BPD Awareness Week 2020 | Ambassador's Welcome
"We now know that with appropriate supports and treatment, people are able to build a 'life worth living'."
(Professor Henry Jackson)
I was honoured to be invited by the BPD Awareness Week Collaboration Group to be the Ambassador for BPD Awareness Week 2020 and I am pleased to accept the role.
I am Henry Jackson, Emeritus Professor of Clinical Psychology in the Melbourne School of Psychological Sciences at the University of Melbourne. Although I am no longer involved in academic teaching or clinical supervision, I am still actively involved in research into borderline personality disorder (BPD).
So why my interest in BPD? When I began working clinically in Australia 40 years ago, I realised that my formal clinical training had not prepared me for working with people diagnosed with BPD. Basic CBT and behavioural approaches were not sufficient. At the same time, I realised that many of my fellow clinicians viewed people diagnosed with BPD as untreatable or simply did not accept the concept of personality disorder.

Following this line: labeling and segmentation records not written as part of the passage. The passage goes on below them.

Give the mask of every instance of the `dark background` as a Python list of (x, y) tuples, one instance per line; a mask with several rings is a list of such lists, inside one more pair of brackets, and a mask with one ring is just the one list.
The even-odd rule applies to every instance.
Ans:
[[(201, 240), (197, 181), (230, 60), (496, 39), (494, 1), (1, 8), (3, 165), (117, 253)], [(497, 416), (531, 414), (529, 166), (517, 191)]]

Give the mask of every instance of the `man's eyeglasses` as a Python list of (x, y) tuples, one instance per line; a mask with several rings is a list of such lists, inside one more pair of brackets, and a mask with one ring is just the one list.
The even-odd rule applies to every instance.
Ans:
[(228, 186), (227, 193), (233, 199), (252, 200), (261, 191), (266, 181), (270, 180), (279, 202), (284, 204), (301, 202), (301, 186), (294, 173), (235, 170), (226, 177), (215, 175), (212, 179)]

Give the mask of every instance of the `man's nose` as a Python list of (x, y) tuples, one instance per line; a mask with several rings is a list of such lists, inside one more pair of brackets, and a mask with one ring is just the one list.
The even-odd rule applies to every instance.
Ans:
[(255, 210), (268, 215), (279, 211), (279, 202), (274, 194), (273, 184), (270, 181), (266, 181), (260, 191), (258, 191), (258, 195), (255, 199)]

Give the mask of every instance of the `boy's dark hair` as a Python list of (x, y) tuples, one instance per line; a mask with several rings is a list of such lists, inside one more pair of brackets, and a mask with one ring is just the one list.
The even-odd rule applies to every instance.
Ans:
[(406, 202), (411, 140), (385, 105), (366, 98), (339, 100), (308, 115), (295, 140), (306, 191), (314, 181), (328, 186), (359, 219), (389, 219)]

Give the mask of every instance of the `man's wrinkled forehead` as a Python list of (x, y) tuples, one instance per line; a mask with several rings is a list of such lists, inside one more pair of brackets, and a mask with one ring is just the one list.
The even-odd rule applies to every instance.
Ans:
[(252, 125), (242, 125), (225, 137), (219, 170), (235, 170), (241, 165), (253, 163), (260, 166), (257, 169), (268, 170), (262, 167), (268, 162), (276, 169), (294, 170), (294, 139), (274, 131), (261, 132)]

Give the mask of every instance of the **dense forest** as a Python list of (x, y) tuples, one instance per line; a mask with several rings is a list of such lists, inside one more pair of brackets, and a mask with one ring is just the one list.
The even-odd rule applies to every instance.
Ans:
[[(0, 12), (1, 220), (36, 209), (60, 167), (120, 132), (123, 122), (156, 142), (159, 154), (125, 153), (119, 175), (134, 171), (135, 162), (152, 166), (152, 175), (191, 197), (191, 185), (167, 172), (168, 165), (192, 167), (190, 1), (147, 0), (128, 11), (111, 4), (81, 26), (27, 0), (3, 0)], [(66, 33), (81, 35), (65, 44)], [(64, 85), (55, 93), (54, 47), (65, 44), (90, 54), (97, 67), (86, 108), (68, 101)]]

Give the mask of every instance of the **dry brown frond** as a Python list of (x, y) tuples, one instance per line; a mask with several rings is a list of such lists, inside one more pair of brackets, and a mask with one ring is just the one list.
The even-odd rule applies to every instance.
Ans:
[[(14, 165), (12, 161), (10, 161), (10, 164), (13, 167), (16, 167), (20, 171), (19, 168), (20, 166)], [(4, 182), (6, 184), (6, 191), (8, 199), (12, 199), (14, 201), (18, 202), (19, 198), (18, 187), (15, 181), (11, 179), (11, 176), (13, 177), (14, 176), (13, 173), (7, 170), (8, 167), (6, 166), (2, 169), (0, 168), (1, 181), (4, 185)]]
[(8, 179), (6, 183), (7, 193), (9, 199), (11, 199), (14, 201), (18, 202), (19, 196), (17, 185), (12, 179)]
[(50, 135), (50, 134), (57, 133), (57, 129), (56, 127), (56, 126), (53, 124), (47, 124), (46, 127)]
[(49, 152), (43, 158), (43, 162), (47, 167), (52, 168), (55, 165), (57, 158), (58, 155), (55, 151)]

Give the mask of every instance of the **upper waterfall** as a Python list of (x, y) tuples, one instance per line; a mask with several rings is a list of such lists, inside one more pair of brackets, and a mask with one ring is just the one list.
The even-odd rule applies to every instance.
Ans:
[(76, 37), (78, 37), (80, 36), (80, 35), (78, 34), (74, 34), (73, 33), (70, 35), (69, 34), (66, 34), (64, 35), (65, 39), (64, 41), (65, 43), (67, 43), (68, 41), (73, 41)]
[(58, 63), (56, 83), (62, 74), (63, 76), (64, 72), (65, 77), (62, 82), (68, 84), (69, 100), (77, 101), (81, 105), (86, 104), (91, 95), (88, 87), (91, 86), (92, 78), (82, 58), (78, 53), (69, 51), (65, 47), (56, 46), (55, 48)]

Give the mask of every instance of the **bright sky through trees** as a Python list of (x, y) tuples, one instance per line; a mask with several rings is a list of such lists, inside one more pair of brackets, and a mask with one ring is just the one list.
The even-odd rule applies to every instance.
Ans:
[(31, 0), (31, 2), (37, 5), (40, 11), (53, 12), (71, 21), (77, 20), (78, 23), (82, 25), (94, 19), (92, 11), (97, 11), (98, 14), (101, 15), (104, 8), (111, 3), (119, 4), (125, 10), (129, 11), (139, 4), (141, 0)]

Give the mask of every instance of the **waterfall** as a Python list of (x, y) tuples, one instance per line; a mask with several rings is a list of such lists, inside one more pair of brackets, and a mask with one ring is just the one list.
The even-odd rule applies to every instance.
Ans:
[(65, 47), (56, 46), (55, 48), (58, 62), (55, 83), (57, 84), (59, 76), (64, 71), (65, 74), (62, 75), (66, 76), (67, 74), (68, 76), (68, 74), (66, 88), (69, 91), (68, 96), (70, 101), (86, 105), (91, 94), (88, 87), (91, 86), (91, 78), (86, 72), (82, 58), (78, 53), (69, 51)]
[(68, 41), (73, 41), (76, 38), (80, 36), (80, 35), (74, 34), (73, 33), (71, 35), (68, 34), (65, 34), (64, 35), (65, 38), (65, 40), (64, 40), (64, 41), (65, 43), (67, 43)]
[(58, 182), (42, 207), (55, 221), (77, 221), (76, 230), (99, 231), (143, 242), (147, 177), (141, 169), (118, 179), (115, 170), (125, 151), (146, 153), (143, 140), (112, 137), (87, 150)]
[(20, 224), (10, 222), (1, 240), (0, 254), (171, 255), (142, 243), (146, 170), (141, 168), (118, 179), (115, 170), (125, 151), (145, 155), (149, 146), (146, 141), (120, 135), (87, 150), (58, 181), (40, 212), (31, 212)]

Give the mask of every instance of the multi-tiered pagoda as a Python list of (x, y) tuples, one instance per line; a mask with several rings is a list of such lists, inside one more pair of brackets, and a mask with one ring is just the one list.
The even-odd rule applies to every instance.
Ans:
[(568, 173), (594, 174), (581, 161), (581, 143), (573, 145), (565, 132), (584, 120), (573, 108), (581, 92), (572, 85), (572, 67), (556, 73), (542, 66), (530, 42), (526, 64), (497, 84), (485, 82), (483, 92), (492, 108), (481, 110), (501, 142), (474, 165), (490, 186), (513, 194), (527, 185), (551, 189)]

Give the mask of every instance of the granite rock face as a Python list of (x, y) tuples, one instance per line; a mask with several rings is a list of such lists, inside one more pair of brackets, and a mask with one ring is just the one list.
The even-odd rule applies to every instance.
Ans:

My first wave of research was conducted in the 1980s to establish the various types of personality disorders and comorbidities with other mental disorders (e.g., depression, anxiety, substance use). This work was later extended with an examination of the epidemiological data from the Australian Mental Health and Well Being Survey. My colleagues and I found there was a range of personality disorders in the Australian community and that people diagnosed with BPD were highly involved with various health services and providers. We now know that with appropriate supports and treatment, people are able to build a 'life worth living'.
Since the late 1990s my major collaborators on personality disorders have been Professor Andrew Chanen (Orygen) and Associate Professor Carol Hulbert (Melbourne School of Psychological Sciences). Together with post-doctoral students, we have investigated emotional sensitivity, attachment style, theory of mind, schemas, and attentional bias in people living with BPD. Most importantly, in studies led by Professor Chanen we have been investigating forms of treatment for young people living with BPD and are currently looking at the efficacy of individual placement and support in jobs for young individuals living with BPD.
I look forward to working with you during BPD Awareness Week to raise awareness and help change the narrative of BPD and the way the world sees BPD.
There are some interesting times ahead. Meanwhile stay safe!